Answer: Angular services are singleton objects that provide a method of encapsulating and sharing code across your application. For managing user authentication, an Angular service can be used to handle login/logout functionality, token storage, and user state. This service can also interact with Angular's HttpClient to communicate with a backend server for authentication tasks.
Key Points:
- Encapsulates authentication logic for reuse.
- Can be injected into components and other services.
- Maintains user state and token management.
Example:
// AuthService for managing authentication
import { Injectable } from '@angular/core';
import { HttpClient } from '@angular/common/http';
@Injectable({
providedIn: 'root'
})
export class AuthService {
private isLoggedIn = false;
constructor(private http: HttpClient) {}
login(credentials: {username: string, password: string}) {
return this.http.post('/api/authenticate', credentials).subscribe((response: any) => {
localStorage.setItem('token', response.token);
this.isLoggedIn = true;
});
}
logout() {
localStorage.removeItem('token');
this.isLoggedIn = false;
}
isAuthenticated() {
return this.isLoggedIn;
}
}
3. How can you protect routes in Angular using AuthGuard?
Answer: In Angular, routes can be protected using AuthGuard which implements the CanActivate interface. This guard is used in route configuration to decide if a user can navigate to a route based on certain conditions, such as whether the user is authenticated.
Key Points:
- Prevents unauthorized access to routes.
- Can depend on services to check authentication status.
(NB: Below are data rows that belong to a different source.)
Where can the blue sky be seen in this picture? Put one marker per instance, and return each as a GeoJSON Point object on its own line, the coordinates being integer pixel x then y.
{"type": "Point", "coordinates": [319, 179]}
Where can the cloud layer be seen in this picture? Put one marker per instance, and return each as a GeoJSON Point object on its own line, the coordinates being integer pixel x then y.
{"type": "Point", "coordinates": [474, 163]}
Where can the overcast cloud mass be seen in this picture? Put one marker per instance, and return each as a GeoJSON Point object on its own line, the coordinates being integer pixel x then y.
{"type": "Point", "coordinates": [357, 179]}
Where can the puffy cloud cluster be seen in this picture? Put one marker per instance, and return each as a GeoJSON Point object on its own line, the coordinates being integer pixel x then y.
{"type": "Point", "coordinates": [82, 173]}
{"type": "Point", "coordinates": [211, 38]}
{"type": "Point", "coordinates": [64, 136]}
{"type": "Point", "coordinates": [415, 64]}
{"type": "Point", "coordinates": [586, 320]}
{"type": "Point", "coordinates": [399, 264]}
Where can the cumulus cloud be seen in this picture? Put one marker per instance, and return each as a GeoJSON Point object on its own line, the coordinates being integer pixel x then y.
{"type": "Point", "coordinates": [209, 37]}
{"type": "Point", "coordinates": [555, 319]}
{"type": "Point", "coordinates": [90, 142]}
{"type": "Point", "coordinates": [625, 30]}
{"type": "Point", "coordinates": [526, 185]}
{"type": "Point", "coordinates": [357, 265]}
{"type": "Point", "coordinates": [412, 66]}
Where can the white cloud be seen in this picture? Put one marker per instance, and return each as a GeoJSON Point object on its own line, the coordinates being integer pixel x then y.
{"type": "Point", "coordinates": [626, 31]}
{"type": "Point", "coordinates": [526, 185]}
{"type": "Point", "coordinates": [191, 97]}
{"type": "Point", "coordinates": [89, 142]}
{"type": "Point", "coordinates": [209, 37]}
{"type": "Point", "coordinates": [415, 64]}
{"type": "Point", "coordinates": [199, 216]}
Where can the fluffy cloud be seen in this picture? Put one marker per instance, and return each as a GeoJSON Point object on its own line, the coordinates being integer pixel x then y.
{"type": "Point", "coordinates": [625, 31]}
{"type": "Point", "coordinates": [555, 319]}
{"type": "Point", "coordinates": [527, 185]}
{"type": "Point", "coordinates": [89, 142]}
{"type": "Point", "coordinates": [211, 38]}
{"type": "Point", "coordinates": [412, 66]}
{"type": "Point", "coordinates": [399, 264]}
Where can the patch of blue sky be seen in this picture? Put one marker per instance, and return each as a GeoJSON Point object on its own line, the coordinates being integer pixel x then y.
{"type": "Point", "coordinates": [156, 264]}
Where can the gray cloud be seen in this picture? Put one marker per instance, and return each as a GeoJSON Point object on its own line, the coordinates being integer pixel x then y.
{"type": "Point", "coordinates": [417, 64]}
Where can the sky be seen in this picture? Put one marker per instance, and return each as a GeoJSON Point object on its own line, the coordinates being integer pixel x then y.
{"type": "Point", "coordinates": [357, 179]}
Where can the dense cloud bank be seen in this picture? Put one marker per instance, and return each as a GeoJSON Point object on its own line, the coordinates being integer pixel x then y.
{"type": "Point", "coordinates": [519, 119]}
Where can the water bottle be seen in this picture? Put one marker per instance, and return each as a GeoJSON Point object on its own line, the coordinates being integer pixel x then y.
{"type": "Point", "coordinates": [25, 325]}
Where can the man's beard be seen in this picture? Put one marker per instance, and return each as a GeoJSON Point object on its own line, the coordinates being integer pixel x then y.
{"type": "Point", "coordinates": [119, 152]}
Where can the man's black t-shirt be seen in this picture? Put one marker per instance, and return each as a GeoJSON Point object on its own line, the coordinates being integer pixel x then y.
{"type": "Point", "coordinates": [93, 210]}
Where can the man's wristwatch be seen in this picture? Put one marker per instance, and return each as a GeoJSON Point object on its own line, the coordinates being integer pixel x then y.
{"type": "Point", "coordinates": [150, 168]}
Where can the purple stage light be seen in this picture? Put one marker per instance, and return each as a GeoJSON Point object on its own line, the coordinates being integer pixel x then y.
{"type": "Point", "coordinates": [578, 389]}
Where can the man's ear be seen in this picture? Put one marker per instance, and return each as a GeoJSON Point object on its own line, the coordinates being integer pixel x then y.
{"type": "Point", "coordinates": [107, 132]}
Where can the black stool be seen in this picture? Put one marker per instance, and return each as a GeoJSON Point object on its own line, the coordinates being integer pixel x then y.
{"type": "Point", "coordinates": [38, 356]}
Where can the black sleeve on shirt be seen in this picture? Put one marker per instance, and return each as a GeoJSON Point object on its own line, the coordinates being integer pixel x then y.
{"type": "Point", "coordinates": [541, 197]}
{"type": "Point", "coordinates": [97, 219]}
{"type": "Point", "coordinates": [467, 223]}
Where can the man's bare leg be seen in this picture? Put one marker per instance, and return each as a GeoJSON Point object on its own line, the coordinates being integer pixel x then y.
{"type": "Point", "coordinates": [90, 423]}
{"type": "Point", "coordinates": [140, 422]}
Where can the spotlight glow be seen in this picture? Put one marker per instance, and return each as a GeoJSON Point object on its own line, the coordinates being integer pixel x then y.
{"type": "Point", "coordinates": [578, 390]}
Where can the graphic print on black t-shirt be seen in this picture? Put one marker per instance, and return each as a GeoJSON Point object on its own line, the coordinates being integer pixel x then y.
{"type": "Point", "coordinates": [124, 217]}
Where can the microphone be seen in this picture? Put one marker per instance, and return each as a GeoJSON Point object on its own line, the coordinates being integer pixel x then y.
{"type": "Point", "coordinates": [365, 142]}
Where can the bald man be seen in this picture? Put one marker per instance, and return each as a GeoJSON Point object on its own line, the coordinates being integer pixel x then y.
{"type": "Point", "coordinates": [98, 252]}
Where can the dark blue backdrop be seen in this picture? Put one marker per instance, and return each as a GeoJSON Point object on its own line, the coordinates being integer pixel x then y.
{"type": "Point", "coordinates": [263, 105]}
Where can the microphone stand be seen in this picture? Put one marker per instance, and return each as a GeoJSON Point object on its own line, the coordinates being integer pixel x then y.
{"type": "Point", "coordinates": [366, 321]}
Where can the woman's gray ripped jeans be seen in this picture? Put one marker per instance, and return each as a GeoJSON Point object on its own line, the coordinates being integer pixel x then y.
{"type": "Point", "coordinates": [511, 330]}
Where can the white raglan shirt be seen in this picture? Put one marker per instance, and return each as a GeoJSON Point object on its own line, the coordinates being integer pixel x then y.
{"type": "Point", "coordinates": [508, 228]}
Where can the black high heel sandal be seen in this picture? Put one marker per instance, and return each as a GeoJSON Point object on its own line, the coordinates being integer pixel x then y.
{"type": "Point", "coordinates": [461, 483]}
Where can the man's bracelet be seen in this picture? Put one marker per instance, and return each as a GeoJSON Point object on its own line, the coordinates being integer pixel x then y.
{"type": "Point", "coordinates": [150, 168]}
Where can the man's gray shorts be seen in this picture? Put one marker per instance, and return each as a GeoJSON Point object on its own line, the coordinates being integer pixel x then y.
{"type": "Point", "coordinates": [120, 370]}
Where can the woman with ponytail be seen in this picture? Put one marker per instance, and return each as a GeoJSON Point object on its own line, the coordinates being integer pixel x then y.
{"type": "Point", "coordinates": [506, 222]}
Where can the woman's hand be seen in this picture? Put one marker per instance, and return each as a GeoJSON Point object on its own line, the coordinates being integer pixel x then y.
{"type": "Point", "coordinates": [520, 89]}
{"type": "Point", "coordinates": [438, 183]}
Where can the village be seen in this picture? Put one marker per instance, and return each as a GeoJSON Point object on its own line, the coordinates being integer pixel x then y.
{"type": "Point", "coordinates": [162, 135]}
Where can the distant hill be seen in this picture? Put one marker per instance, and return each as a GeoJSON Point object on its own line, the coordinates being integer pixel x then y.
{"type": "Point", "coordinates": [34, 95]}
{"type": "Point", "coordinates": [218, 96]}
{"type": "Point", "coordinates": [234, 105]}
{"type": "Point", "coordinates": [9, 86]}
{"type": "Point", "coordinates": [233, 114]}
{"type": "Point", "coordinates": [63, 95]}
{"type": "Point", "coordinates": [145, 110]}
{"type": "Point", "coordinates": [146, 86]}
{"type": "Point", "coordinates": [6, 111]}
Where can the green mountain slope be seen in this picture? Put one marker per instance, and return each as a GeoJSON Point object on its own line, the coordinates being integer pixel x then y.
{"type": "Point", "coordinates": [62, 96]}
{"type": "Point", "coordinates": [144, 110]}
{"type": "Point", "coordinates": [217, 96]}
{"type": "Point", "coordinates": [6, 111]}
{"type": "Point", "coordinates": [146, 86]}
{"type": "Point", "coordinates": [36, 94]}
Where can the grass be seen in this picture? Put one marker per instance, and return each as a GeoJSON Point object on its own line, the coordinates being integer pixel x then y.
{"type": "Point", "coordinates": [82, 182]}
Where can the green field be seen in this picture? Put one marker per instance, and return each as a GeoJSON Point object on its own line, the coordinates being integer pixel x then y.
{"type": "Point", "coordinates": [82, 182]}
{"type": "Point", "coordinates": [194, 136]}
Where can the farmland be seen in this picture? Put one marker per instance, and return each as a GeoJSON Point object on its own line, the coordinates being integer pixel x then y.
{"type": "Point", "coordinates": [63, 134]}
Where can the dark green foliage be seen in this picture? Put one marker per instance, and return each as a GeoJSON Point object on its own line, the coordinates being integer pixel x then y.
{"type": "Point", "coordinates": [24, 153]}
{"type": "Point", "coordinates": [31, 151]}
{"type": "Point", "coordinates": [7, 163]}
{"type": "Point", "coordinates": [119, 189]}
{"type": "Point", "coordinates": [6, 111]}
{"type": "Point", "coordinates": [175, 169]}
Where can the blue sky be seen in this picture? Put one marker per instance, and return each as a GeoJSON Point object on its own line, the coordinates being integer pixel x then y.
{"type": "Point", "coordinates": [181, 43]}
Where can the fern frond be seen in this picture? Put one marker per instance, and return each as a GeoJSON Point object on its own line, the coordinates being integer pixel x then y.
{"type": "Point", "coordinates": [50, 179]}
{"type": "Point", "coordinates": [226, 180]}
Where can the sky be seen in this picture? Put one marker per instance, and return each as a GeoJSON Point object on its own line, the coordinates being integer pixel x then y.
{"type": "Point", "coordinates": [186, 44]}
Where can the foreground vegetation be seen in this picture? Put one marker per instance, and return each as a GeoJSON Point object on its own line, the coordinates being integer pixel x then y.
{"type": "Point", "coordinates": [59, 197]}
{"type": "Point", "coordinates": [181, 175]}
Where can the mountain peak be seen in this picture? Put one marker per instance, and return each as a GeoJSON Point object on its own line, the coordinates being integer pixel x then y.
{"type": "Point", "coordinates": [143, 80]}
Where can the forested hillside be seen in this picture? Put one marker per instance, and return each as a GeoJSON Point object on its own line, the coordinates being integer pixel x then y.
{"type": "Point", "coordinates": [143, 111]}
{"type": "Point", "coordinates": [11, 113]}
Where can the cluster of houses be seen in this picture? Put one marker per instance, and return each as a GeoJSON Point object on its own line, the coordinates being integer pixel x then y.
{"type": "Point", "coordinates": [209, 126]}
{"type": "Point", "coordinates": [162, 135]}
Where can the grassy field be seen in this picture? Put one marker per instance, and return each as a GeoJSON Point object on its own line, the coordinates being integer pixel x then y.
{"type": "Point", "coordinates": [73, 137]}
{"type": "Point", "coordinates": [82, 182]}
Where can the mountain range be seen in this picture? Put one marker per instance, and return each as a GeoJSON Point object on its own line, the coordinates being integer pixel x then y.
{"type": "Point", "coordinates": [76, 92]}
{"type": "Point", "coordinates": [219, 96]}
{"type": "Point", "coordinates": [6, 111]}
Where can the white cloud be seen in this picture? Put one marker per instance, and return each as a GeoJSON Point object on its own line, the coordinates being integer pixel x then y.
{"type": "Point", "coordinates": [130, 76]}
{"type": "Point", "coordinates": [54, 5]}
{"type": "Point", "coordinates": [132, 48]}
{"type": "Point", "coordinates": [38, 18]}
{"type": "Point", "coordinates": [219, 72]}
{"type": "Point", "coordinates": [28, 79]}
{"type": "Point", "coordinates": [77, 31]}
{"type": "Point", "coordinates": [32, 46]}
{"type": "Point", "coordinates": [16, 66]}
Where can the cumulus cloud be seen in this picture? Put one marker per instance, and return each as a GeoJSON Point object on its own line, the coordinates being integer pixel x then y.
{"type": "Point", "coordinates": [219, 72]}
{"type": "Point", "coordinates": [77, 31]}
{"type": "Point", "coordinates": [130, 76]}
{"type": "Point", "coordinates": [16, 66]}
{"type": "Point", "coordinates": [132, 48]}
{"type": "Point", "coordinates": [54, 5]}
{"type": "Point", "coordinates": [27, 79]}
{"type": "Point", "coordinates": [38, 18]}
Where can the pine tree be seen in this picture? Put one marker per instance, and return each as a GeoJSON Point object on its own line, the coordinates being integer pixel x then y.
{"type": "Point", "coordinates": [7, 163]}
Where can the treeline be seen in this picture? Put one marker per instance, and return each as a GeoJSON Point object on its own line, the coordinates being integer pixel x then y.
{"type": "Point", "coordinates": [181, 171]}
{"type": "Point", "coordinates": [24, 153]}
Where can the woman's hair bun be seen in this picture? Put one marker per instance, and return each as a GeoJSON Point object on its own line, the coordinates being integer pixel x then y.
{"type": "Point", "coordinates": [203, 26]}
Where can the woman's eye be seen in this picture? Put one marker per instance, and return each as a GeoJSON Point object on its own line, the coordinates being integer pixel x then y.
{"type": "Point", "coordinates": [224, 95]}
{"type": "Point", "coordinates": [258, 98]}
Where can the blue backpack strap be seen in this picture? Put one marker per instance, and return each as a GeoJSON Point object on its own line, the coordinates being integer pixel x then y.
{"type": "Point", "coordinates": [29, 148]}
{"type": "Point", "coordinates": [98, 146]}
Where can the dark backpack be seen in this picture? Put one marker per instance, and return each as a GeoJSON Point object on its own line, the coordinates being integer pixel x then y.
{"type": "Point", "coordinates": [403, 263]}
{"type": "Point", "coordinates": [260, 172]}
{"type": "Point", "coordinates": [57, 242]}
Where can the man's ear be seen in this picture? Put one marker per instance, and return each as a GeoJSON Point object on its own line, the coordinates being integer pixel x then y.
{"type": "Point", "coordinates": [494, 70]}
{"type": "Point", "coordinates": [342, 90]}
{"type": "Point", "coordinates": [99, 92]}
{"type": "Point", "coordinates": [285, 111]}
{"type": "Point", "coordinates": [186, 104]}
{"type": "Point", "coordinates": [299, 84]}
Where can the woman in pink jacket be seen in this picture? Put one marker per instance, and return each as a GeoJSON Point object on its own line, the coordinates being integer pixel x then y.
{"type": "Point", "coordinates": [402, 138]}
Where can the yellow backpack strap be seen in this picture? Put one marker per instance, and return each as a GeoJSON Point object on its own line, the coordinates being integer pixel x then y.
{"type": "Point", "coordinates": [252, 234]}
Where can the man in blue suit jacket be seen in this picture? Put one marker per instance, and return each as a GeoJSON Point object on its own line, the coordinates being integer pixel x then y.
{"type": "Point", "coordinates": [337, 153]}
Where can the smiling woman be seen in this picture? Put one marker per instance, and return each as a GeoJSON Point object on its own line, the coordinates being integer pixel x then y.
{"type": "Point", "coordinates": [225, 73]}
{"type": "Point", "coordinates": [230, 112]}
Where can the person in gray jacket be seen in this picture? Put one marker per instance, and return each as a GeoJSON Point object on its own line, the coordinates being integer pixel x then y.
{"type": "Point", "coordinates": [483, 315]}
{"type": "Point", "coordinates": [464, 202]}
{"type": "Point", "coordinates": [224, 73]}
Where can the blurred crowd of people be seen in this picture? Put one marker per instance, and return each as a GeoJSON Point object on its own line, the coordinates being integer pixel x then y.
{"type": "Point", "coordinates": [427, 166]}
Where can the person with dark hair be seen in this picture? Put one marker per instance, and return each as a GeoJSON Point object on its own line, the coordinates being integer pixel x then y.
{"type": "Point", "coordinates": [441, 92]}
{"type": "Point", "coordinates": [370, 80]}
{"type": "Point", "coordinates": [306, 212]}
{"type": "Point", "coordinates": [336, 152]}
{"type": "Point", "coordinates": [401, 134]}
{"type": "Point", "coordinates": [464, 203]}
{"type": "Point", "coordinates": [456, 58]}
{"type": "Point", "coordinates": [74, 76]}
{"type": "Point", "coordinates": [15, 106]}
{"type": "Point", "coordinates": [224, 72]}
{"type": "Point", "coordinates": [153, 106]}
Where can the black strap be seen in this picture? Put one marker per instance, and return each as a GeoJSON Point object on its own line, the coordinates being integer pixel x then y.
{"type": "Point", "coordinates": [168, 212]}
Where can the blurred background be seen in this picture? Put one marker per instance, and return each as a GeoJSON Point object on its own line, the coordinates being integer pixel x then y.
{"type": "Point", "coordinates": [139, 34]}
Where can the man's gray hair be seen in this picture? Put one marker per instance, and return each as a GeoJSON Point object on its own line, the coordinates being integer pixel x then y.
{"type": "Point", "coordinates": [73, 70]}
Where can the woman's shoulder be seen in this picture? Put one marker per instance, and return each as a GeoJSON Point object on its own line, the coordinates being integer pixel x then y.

- Easily integrated into the Angular routing module.
Example:
// Example of an AuthGuard
import { Injectable } from '@angular/core';
import { CanActivate, ActivatedRouteSnapshot, RouterStateSnapshot, UrlTree, Router } from '@angular/router';
import { Observable } from 'rxjs';
import { AuthService } from './auth.service';
@Injectable({
providedIn: 'root'
})
export class AuthGuard implements CanActivate {
constructor(private authService: AuthService, private router: Router) {}
canActivate(
next: ActivatedRouteSnapshot,
state: RouterStateSnapshot): Observable<boolean | UrlTree> | Promise<boolean | UrlTree> | boolean | UrlTree {
if (this.authService.isAuthenticated()) {
return true;
} else {
this.router.navigate(['/login']);
return false;
}
}
}
4. What is the best practice for handling JWT tokens in Angular for maintaining session and protecting against CSRF and XSS attacks?
Answer: Best practices for handling JWT tokens in Angular include storing tokens securely, using HttpOnly and Secure cookies for storage when possible, and sanitizing data to prevent XSS attacks. Additionally, implementing CSRF protection tokens for requests can help secure your application against CSRF attacks.
Key Points:
- Avoid local storage for token storage, preferring HttpOnly cookies.
- Sanitize all user input to prevent XSS.
- Use CSRF tokens in combination with JWTs for added security.
Example:
Unfortunately, Angular code alone cannot fully illustrate these security measures since they involve server-side settings for cookies and CSRF tokens. However, Angular developers should ensure that they:
- Use the Angular HttpClient module which is protected against XSS by default.
- Implement server-side logic to set HttpOnly cookies and CSRF tokens.
- Validate the CSRF token in every state-changing request on the server.